La mort cette semaine d'un enfant de deux ans aux mains du partenaire de sa mère, et l'intoxication cet été d'un bébé de 15 mois à la cocaïne et au cannabis, ont une fois de plus mis en lumière la dure réalité et le problème trop fréquent de la maltraitance des enfants.

Heureusement, de nombreux cas sont révélés grâce aux pédiatres et autres médecins qui soignent ces enfants dans leurs cabinets médicaux et leurs hôpitaux. En effet, selon les données fournies par la Conselleria de Sanidad, au cours de l'année écoulée, le personnel de santé de la province a alerté les autorités à 370 reprises lorsqu'il soupçonnait des maltraitances d'enfants à leur domicile.

Malheureusement, les chiffres sont en augmentation. En 2016, on comptait 233 notifications et en 2015, 198. L'augmentation en deux ans est de 87 %.

Mais ces chiffres ne représentent que la partie émergée de l'iceberg d'un problème qui reste trop souvent confiné à la sphère privée. « La maltraitance infantile reste une réalité cachée », a déclaré cette semaine à Alicante la vice-présidente du Consell, Monica Oltra, ajoutant que dans cette région, « le nombre réel d'enfants victimes de maltraitance à domicile demeure inconnu ».

Le ministère de l'Éducation affirme ne pas être en mesure de déterminer le nombre de cas signalés par les enseignants, car ils ne sont pas ventilés par des statistiques. De même, le ministère de l'Égalité ignore le nombre d'enfants retirés à leurs parents en raison de maltraitances.

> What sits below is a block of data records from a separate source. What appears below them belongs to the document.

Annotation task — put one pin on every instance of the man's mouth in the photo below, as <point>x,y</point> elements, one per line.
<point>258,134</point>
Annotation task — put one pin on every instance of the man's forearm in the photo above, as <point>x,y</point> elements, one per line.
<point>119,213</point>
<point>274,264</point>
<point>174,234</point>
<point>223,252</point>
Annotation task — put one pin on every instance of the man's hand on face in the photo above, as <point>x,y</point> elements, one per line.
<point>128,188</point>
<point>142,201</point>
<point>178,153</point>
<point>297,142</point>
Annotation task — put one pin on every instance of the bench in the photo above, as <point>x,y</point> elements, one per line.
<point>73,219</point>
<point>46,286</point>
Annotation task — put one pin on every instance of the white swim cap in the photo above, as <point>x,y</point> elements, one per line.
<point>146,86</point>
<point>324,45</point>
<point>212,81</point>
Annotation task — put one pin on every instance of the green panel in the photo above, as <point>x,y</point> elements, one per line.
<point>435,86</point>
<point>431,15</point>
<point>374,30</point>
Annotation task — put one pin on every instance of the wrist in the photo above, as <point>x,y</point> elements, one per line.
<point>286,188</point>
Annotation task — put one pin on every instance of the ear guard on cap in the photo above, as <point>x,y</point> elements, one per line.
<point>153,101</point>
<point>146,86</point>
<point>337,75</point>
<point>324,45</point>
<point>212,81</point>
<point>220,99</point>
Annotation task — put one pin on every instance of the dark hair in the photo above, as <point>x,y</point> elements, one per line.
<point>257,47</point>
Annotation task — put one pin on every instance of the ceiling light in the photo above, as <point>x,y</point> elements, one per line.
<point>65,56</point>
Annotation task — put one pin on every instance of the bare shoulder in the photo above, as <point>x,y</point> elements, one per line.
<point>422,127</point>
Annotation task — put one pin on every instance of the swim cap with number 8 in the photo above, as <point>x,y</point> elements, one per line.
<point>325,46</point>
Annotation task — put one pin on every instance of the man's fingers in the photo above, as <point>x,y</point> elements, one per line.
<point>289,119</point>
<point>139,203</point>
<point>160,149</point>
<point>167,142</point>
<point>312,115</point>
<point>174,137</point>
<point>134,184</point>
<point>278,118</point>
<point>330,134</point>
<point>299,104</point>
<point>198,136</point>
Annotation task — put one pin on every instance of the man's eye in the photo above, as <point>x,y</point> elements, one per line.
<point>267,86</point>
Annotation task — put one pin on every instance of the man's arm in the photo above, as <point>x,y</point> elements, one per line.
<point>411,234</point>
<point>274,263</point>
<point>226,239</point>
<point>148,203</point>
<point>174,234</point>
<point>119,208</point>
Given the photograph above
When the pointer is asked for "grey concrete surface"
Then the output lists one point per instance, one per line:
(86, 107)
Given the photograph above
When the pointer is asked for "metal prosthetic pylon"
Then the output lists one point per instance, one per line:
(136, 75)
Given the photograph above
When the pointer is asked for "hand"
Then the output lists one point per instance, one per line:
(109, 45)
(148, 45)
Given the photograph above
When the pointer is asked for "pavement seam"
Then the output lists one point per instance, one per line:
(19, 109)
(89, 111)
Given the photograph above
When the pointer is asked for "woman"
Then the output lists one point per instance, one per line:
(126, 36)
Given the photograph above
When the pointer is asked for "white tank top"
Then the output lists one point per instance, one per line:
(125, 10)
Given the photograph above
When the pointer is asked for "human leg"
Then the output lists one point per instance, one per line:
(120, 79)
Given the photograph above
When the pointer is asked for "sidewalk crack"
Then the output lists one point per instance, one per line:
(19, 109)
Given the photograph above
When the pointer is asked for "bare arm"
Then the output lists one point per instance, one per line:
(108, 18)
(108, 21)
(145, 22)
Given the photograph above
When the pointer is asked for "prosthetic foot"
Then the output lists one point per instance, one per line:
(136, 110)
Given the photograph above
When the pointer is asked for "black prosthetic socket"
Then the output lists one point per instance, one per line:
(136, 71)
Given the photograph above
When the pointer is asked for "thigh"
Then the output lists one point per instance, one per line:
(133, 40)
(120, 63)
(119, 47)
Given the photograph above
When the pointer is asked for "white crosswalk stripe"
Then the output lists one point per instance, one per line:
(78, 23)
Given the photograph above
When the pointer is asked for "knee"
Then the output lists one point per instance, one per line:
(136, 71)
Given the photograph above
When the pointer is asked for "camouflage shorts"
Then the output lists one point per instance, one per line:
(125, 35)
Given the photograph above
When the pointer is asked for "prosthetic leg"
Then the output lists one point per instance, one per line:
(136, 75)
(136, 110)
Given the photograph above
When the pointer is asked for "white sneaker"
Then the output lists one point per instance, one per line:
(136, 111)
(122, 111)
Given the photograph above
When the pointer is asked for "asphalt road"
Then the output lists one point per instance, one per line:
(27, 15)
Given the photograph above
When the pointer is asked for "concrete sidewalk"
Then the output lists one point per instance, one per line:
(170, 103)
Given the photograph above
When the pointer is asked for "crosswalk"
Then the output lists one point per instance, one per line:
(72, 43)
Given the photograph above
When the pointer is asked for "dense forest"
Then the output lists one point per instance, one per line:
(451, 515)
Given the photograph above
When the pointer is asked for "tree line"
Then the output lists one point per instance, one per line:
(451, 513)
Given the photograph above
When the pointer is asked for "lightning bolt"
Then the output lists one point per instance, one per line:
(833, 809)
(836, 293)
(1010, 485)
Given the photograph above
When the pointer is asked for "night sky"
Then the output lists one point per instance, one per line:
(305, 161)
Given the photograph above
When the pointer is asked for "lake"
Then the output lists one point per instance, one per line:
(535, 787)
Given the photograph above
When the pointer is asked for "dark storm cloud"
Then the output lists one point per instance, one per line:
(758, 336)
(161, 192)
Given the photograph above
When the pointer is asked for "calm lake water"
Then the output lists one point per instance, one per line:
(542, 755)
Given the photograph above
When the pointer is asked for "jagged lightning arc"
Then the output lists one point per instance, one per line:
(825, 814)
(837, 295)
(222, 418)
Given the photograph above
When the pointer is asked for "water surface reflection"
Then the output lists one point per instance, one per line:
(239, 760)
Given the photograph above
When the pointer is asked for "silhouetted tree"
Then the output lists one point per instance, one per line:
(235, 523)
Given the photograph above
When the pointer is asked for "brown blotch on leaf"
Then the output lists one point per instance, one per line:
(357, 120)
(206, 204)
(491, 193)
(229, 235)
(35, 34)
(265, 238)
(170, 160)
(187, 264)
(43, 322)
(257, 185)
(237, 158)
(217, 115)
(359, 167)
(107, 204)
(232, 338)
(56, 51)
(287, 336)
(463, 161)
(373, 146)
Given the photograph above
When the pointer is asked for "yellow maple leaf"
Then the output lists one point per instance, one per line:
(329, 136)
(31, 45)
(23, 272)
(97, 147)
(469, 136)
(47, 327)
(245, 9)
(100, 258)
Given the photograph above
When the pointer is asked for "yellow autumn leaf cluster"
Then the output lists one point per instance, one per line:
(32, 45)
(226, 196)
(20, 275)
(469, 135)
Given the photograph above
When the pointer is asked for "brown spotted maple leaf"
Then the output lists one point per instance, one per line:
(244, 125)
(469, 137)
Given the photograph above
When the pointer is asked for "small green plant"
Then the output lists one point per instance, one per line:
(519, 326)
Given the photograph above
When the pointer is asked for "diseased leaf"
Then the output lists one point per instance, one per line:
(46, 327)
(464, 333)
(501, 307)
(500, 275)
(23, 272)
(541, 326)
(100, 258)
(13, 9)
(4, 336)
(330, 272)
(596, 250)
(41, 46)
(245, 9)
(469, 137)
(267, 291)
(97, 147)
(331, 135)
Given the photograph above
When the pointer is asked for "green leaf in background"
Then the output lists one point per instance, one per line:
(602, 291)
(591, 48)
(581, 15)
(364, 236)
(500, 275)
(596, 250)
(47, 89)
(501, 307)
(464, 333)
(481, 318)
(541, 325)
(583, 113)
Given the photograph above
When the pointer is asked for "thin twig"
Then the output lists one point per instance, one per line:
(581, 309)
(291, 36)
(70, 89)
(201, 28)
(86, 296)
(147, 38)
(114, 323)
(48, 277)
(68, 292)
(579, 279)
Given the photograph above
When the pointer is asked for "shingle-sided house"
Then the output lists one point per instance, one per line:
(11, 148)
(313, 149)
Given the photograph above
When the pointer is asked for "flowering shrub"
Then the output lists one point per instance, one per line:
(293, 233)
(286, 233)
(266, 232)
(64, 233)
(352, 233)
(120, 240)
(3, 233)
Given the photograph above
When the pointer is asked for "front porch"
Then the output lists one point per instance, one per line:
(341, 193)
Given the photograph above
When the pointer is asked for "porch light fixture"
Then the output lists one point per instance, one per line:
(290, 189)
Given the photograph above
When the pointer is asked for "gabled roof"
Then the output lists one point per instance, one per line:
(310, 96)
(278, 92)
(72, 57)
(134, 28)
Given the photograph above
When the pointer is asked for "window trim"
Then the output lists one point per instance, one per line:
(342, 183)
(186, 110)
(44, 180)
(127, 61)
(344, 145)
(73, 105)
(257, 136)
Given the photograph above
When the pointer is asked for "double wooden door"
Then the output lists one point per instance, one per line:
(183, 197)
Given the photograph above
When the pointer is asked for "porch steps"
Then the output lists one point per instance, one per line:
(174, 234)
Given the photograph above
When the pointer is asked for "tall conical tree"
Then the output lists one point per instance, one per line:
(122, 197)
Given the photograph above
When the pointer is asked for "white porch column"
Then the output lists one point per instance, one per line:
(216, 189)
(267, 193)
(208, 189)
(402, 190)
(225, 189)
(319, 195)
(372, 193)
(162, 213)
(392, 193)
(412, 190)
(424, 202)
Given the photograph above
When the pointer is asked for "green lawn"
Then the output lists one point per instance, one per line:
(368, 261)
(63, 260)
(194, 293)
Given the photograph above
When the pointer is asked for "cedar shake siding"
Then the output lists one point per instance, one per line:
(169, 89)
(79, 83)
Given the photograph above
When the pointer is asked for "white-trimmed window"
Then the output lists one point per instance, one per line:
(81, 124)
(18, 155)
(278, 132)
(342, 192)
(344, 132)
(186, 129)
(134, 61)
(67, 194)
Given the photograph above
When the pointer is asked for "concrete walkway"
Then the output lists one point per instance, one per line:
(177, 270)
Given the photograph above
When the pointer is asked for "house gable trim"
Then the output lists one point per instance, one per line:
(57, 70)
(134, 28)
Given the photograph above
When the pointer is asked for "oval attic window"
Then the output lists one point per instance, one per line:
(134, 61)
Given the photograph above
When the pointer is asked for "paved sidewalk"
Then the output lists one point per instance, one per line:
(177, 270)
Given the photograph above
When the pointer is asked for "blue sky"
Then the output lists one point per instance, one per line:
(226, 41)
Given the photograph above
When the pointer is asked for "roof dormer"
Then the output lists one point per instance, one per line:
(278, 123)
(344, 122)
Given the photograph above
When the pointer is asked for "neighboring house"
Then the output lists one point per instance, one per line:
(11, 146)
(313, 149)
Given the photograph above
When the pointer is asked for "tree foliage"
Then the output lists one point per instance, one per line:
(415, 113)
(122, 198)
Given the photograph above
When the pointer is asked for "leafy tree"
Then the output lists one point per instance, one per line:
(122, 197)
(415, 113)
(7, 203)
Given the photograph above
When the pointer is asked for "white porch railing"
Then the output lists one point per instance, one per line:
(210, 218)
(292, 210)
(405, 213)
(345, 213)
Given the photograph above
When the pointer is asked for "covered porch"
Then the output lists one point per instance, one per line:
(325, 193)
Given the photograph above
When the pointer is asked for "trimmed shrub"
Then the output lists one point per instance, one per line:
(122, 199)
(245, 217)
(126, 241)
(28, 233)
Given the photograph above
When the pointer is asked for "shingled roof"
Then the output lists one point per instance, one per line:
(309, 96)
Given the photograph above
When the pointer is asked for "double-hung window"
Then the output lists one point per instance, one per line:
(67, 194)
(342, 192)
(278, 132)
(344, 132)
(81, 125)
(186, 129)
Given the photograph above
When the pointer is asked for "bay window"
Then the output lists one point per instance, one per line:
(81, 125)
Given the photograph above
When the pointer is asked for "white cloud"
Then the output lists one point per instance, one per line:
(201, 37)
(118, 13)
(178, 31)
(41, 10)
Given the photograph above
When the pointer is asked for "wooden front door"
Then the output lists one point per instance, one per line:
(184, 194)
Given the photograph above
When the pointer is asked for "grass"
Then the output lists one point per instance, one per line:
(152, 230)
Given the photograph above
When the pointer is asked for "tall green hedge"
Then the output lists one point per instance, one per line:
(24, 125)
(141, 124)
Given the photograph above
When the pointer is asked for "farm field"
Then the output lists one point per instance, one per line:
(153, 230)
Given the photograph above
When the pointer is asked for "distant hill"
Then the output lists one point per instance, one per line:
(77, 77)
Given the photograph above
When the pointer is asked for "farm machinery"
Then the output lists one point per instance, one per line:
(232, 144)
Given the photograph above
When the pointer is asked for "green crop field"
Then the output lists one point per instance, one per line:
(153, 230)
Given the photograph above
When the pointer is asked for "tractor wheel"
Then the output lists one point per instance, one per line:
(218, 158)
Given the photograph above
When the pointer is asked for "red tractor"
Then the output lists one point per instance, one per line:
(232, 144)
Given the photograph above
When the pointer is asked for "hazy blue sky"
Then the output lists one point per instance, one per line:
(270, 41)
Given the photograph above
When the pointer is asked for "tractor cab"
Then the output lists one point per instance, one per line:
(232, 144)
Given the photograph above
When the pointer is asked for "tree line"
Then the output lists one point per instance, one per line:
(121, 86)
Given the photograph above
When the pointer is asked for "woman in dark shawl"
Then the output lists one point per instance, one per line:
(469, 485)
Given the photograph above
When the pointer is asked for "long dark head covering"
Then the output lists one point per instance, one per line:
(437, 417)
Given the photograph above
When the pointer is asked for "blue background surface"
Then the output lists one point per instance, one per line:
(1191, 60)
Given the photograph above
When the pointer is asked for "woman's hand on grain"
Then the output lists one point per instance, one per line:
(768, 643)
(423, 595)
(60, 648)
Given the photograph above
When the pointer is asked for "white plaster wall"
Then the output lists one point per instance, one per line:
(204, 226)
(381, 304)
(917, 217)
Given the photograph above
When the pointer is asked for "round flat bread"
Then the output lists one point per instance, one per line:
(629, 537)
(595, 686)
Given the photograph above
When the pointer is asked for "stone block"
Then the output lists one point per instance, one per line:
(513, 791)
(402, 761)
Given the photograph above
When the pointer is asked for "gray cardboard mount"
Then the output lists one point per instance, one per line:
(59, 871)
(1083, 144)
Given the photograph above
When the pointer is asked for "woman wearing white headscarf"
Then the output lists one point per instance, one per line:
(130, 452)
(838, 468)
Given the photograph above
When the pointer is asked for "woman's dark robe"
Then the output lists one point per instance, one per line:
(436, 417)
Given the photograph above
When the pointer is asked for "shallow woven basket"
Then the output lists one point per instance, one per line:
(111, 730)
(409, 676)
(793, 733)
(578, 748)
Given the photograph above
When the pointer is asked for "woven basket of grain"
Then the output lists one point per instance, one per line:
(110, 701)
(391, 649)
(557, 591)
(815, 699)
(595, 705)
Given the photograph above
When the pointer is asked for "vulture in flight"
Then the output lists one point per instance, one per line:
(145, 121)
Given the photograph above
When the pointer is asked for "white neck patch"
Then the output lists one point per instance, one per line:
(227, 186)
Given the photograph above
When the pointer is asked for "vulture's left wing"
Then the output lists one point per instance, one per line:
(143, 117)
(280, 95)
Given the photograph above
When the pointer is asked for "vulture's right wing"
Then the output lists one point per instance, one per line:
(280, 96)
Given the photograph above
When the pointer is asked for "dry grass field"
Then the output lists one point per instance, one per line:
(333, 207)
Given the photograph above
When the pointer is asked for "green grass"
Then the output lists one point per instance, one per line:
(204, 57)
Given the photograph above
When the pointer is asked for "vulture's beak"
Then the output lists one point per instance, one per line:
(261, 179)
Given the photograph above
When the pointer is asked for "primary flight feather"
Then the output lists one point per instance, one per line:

Un rapport de 2017 sur la maltraitance indique que les filles souffrent davantage que les garçons, les filles de moins de 5 ans étant les plus touchées. La plupart des incidents surviennent en milieu urbain et la moitié des victimes sont issues de familles à risque. « La maltraitance ne rime pas forcément avec pauvreté. Un dirigeant d'entreprise peut être un agresseur », explique le pédiatre Antonio Redondo. « Cependant, nombre de ces cas surviennent également dans des familles brisées », ajoute-t-il, ajoutant que « les parents ayant subi des maltraitances dans leur enfance sont susceptibles d'être eux-mêmes des agresseurs. »

Au cours de ses décennies de travail auprès des enfants, Redondo a rencontré de nombreux cas graves de violence, dont certains ont entraîné la mort. Il explique qu'il n'est pas toujours facile de détecter une maltraitance présumée. « Il est très difficile d'obtenir des preuves corroborées pour démontrer de telles situations, et parfois, elles sont davantage liées au comportement de l'enfant. » Une dépendance au téléphone portable, l'absentéisme scolaire, une baisse des résultats scolaires… Autant d'indices qui conduisent parfois les professionnels à soupçonner un problème familial.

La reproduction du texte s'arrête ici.